Mein Fernseher hat 100 Hz. Kann ich das System auch an meinem Fernseher nutzen? Denn darum geht es mir. Ich will die Glotze weiterhin nutzen und keinen PC Monitor auf den Tisch stellen. Ich mag den Großen an der Wand. Hab gelesen, dass der Nvidia Treiber Monitore unter 120 Hz blockiert. Das war bei dem M17x R3 auch so. Nach der Umrüstung auf die 870m musste man den Treiber von Hand aufwändig umschreiben, da man lieber neue Notebooks verkauft, als eine Aufrüstung zuzulassen. 
Nvidia sagt, man braucht 3D ready Monitor. Aber was genau heißt das, wenn ein Monitor 3D ready ist? Damals war der alte Röhrenmonitor auch nicht 3d ready und es lief super auf 320X280 .
Wenn doch bei der Shutter Brille so ein USB Infrarot Signalgeber für auf den Tisch dabei ist, dann sollte doch der Monitor egal sein? Die Reduktion der fps und Hz ist mir bewusst. War 1998 schon so. Halbe fps, bissle dunkler aber immer noch irre gut.
Ich kann mit der Anaglyph Brille beispielsweise COD 2, 4, 5, WWII in 3d zocken, nicht aber COD 1 uder COD UO. DOOM 2016 oder WOW geht auch nicht. Wohl aber Skyrim oder NFS most wanted. Ich blicke nicht durch, warum manche Games das können und andere, aktuelle große Games nicht.
Ist das mit den Shutter Brillen genauso? Dass manche gehen und andere Games nicht? Ich würde mir das nur kaufen, wenn es auch überall läuft. Youtube hat viele Videos dazu. Ich sehe, dass es bei manchen geht, aber leider fehlt oft das "How to".
Gibt es ein Shutter System,. das ggf. einfacher, offener und oder günstiger als 3d Vision ist, aber dennoch mit Nvidia und Samsung TV läuft?

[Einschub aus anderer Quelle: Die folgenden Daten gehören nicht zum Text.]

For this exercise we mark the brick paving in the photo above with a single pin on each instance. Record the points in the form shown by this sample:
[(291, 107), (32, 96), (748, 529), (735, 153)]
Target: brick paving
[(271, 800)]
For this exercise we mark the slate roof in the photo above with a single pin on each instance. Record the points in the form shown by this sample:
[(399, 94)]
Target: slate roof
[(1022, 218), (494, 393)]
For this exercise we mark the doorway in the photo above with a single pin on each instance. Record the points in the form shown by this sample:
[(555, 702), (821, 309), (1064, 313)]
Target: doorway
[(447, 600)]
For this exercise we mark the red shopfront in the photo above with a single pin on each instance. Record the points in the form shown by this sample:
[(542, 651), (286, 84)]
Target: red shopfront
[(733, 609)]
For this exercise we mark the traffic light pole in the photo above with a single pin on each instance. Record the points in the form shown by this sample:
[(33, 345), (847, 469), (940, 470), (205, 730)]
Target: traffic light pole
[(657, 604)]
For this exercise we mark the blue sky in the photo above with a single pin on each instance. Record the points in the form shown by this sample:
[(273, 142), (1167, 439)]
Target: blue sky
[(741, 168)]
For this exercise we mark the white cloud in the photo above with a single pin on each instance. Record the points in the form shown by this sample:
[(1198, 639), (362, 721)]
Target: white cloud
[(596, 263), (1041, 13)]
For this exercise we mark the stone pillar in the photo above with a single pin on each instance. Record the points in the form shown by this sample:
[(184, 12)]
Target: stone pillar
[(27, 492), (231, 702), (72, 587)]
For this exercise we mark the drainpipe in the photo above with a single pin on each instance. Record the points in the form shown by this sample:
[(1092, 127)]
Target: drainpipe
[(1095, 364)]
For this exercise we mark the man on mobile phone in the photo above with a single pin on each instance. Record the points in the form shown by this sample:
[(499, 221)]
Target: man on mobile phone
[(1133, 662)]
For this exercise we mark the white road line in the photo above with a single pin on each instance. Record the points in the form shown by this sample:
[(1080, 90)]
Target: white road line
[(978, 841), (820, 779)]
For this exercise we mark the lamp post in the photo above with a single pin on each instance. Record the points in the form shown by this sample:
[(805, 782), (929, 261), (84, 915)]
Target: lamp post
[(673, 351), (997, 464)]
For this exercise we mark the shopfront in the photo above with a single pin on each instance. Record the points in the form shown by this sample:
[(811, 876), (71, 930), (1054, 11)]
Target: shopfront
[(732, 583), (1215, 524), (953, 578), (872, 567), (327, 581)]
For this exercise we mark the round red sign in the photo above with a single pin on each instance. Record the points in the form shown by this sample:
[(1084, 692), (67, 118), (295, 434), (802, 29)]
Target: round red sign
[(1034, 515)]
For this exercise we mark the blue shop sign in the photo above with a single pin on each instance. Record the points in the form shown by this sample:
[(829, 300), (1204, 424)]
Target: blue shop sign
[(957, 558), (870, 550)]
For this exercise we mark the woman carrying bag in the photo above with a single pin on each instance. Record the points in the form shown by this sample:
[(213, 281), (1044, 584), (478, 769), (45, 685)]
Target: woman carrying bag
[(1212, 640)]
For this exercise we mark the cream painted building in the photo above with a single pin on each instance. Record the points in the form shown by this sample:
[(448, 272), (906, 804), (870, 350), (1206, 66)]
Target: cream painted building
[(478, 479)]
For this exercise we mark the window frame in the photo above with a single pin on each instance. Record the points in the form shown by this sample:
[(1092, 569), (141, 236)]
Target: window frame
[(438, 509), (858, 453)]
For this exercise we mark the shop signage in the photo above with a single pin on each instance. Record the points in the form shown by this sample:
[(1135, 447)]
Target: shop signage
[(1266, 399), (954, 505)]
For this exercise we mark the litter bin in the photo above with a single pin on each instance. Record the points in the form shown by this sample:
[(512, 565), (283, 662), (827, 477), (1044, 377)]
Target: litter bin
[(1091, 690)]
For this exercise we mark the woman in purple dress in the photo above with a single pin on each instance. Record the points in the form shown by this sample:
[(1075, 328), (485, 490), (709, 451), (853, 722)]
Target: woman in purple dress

Ich sage jetzt schon mal danke. Mir ist klar, dass das alles irgendwo stehen mag. Aber ich finde keine verbindlichen Antworten auf die Fragen. Und die "Fachkräfte" in den PC und Gaming Shops konnten mir auch nicht wirklich weiterhelfen. 

Vielen Dank nochmal. Aber so ist das, wenn einem mit 38 einfällt, wie irre gut damals die voodoo2 oder Eraser mit 3d Brille waren. 

THX!!!!!


----------



## Herbboy (18. Januar 2018)

Eines vorweg: ich weiß es nicht ganz genau, aber ich meine, es sei so: 



Saibot79 schrieb:


> [*]Mein Fernseher hat 100 Hz. Kann ich das System auch an meinem Fernseher nutzen? Denn darum geht es mir. Ich will die Glotze weiterhin nutzen und keinen PC Monitor auf den Tisch stellen. Ich mag den Großen an der Wand. Hab gelesen, dass der Nvidia Treiber Monitore unter 120 Hz blockiert. Das war bei dem M17x R3 auch so. Nach der Umrüstung auf die 870m musste man den Treiber von Hand aufwändig umschreiben, da man lieber neue Notebooks verkauft, als eine Aufrüstung zuzulassen.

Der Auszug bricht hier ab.